Tampoco es cierto, como algunos nos quieren hacer creer, que el matrimonio tenga como fin primordial la procreación. Si ello fuera así, es evidente que hablar de matrimonios entre homosexuales (gays o lesbianas) sería una contradicción en los propios términos. Pero ¿son matrimonios para la procreación aquellos en que, al celebrarse, la mujer ha alcanzado la menopausia, o la mujer o el hombre son demostradamente estériles?

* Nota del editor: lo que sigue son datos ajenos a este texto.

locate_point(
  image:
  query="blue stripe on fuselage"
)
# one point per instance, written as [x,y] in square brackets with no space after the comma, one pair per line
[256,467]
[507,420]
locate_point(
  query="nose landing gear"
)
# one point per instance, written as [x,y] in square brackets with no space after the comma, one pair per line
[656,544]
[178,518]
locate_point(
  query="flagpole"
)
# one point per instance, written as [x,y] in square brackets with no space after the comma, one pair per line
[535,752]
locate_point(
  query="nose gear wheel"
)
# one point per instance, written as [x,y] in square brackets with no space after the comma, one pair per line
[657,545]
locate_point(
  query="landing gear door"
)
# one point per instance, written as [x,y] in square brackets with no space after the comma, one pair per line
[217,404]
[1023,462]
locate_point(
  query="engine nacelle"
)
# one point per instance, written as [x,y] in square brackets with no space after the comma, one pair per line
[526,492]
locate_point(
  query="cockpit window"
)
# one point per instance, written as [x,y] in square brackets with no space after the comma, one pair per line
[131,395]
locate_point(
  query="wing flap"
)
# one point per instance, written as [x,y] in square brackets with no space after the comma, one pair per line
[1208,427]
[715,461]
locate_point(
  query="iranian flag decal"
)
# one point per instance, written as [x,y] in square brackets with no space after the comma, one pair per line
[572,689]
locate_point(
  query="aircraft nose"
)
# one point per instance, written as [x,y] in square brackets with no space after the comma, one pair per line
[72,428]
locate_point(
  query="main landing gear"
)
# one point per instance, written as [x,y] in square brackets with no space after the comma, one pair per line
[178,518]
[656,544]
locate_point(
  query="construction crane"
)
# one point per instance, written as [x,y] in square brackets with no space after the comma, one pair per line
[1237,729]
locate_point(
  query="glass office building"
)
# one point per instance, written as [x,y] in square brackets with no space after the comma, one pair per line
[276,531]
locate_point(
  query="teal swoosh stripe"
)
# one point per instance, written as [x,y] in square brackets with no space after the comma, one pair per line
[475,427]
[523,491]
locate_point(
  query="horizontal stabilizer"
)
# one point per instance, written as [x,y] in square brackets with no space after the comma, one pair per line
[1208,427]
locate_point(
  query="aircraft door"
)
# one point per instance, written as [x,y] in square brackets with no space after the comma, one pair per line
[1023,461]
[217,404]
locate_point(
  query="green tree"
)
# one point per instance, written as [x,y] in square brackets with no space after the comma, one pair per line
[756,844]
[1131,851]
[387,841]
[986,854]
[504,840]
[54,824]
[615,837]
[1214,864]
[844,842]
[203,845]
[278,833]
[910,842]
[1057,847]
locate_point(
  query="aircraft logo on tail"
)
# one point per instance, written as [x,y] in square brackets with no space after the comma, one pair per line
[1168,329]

Quienes hacen inseparables matrimonio y finalidad de procreación, además de olvidar que para conseguir ésta ni los espermatozoides ni el óvulo han de llevar el certificado de casamiento de sus portadores (por no hablar de las fecundacionesin vitro), y de desconocer que la regulación del matrimonio ha tenido durante milenios como función principal la de distinguir entre hijos/as con derecho a herencia e hijos/as sin ese derecho, deberían proponer la total prohibición de casamiento de los hombres y mujeres estériles, de las mujeres (y de no pocos hombres) a partir del climaterio, y condenar toda fórmula de evitación de la fecundidad, incluida el celibato, por la misma razón que condenan la masturbación y todas las actividades y juegos sexuales no destinados a la procreación.

¡Y cuándo se van a enterar muchos que el deseo –sensato o no– de casarse, sea por lo civil, sea por la iglesia, tanto de heterosexuales como de homosexuales, o de bisexuales en sus varias opciones posibles, no refleja otra cosa que una valorización de las funciones afectivas de la familia y de la propia institución matrimonial! Al igual que el divorcio también supone una alta valoración del matrimonio: quienes se divorcian lo hacen, sobre todo, pensando en poder volverse a casar.

Los homófobos autoerigidos en defensores de la familia deberían leer algún libro de Antropología para conocer la multiplicidad de modelos de familia y de matrimonio que han existido y existen en las sociedades humanas. Sobre todo, para no seguir basando sus principios en demostraciones de ignorancia. Que eso sí que es impúdico.